19 stycznia Honorata znowu dzwoni do Wolsztyna: - Co robicie? Przecież on wszędzie jest widywany.

Słyszy od policjanta: - A co się pani tak interesuje? Przecież to męża problem, nie pani.

Więc Honorata wysyła 20 stycznia trzeci list do sądu w Kościanie. Skarży się, że policja już kilka razy mogła złapać poszukiwanego: "Znajomi go widują, matka go widziała, przekazałam numer jego telefonu, numery rejestracyjne samochodu".

Z akt sprawy, które czytał reporter "Gazety", wynika, że policjanci z Kościana i Wolsztyna przez miesiąc poszukiwań nie zrobili najprostszej rzeczy - nie sprawdzili, czy Jan Sz. jest u siebie w domu.

18 stycznia Dariusz Kędziora, szef sekcji kryminalnej w Wolsztynie, wysłał pismo do sądu: "Proszę o wystawienie nakazu przeszukania domu Jana S. Mamy informacje, że poszukiwany bywa pod tym adresem. Jednak istnieje obawa, że mieszkające tam osoby mogą nam nie otworzyć drzwi, więc prosimy o siłowe otwarcie".

Większa ochrona? Niemożliwe

24 stycznia Honorata znowu dzwoni do Wolsztyna i podaje numer najnowszej komórki męża: - Znowu wysyła mi SMS-y!

27 stycznia do sądu w Kościanie pisze Eleonora, matka Honoraty. Prosi o ochronę babci, która była świadkiem w sądzie, i pogrążyła Jana S. - potwierdziła, że porwał on żonę z domu, co skończyło się gwałtem. Mąż Honoraty chodzi po okolicy i wygraża, że pozabija tych, co na niego zeznawali w sądzie.

Sędzia Olszewska - ta sama, która wypuściła w grudniu Jana S. - odpisuje matce Honoraty, że jest już decyzja o jego aresztowaniu i że "nie ma możliwości udzielenia świadkowi większej ochrony".

31 stycznia Jan S. przychodzi do gospodarstwa agroturystycznego, które prowadzi z chłopakiem Karolina, siostra Honoraty. Ona też zeznawała w sądzie na niekorzyść gwałciciela.

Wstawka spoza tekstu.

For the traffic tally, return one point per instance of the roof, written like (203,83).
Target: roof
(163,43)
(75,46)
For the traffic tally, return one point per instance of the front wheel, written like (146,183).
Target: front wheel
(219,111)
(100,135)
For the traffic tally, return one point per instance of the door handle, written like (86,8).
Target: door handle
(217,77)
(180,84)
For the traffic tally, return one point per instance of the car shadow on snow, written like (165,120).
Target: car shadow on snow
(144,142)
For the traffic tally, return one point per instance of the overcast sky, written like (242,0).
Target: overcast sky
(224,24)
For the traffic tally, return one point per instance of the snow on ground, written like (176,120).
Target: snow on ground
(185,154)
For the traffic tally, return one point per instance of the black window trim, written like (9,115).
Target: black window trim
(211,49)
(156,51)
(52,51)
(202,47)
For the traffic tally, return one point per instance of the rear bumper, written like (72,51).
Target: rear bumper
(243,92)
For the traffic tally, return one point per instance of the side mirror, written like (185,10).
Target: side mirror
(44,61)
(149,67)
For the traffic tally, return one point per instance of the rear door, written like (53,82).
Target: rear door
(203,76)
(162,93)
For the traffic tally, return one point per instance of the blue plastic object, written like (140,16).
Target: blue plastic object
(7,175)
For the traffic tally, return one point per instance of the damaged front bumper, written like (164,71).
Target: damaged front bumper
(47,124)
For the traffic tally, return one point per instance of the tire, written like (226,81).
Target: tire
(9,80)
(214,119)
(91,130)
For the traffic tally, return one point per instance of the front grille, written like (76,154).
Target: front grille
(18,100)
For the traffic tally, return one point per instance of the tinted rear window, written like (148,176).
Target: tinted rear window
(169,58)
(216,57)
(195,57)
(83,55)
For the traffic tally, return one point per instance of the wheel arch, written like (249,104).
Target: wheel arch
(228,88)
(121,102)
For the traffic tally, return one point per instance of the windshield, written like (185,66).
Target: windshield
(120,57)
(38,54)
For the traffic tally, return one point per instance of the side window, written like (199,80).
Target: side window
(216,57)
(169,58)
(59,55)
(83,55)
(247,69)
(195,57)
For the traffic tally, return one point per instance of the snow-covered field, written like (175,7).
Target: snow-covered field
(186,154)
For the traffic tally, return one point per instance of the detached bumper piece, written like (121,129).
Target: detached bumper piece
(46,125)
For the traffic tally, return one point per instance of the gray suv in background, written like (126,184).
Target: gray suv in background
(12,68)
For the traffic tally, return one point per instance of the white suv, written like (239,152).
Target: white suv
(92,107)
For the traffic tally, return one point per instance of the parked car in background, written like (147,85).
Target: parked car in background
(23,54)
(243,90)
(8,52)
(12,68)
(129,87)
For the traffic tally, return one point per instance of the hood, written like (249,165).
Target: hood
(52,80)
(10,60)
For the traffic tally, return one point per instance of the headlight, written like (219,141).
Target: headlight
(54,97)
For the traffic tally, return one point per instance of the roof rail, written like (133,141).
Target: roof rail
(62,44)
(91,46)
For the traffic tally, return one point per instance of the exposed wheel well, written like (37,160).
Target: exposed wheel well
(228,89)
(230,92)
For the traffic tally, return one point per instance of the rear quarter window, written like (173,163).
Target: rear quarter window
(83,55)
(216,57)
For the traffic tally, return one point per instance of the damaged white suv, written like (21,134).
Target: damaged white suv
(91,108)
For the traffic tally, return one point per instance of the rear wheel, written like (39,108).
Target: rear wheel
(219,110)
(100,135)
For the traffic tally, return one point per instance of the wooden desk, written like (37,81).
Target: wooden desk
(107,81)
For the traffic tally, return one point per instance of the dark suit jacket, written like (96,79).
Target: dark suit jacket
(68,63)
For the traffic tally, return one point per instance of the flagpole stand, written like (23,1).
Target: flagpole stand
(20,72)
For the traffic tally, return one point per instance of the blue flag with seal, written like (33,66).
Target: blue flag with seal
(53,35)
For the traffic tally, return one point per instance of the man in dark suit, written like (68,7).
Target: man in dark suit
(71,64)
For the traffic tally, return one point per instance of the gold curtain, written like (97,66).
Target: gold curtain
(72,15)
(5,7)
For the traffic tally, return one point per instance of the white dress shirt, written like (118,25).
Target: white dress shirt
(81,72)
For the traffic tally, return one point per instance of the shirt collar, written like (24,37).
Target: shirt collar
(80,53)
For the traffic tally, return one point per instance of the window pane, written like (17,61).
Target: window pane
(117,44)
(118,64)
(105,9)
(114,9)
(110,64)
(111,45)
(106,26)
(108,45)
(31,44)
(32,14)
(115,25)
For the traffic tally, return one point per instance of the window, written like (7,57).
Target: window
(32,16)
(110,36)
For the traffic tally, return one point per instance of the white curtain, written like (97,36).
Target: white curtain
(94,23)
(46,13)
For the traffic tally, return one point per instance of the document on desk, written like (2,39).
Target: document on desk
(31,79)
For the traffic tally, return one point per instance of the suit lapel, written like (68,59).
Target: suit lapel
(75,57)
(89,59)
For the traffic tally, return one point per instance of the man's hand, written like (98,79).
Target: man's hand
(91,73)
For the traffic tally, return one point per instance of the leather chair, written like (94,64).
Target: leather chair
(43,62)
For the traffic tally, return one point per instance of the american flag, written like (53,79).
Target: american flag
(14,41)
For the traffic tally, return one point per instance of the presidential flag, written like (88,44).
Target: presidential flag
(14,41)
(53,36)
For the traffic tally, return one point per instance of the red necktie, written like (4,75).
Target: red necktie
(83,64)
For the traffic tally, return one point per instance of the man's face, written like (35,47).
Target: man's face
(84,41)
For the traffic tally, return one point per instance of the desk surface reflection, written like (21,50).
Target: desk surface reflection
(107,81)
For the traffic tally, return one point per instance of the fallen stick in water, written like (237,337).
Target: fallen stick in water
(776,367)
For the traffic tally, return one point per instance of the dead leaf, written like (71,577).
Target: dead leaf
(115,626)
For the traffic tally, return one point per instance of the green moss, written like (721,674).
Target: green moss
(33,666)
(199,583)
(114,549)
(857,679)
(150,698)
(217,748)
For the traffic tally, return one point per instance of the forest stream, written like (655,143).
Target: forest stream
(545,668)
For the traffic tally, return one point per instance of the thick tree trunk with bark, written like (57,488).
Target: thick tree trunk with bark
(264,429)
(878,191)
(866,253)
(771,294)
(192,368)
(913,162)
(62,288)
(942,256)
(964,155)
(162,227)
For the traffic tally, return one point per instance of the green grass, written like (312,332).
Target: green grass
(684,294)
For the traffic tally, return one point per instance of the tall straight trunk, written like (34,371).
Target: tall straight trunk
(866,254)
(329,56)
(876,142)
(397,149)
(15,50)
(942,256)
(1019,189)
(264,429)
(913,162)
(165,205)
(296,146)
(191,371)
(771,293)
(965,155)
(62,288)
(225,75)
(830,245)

S. ma broń. Zabija jej chłopaka Arkadiusza, potem strzela Karolinie w serce i skroń. Nie wiadomo, czy chciał się tylko zemścić za zeznania, czy wydobyć od Karoliny informację, gdzie ukrywa się Honorata.

Gdy zabójstwo wychodzi na jaw, policja daje w końcu ochronę rodzinie Honoraty (o której trzy dni wcześniej sędzia pisała, że "nie ma takiej możliwości"). I urządza obławę na gwałciciela-mordercę - ogłasza m.in., że to wyjątkowo groźny bandyta i że ma broń (o której miesiąc wcześniej Honorata pisała w liście do sądu).
Kościanie i okolicach Leszna wybucha panika. Policjanci dostają sygnał, że S. ukrywa się na ogródkach działkowych niedaleko szkoły w Śmiglu. Na wypadek strzelaniny spędzają dzieci do sali gimnastycznej. O obławie informują media w całym kraju.

5 lutego, po pięciu dniach obławy, kościański sąd odpisuje policjantom z Wolsztyna na ich wniosek sprzed dwóch tygodni o "wejście siłowe" do domu Jana S. - jest zgoda!
Co zrobiliście, by go złapać?

8 lutego policjanci otaczają gospodarstwo w Szczepankowie Nowym, gdzie ukrywa się Jan S. Gwałciciel i morderca strzela sobie w głowę. Helikopter odwozi rannego do Poznania, który umiera w szpitalu.

Honorata wraca do matki i babci w Morownicy. Jej siostrę Karolinę pochowano jeszcze 7 lutego, dzień przed złapaniem S. Chłopaka Karoliny pochowano dzień później.

Pytam szefa komisariatu policji w Przemęcie, który jako pierwszy - 18 grudnia - dostał informację o nakazie zatrzymania Jana S.: - Co zrobiliście, by go złapać?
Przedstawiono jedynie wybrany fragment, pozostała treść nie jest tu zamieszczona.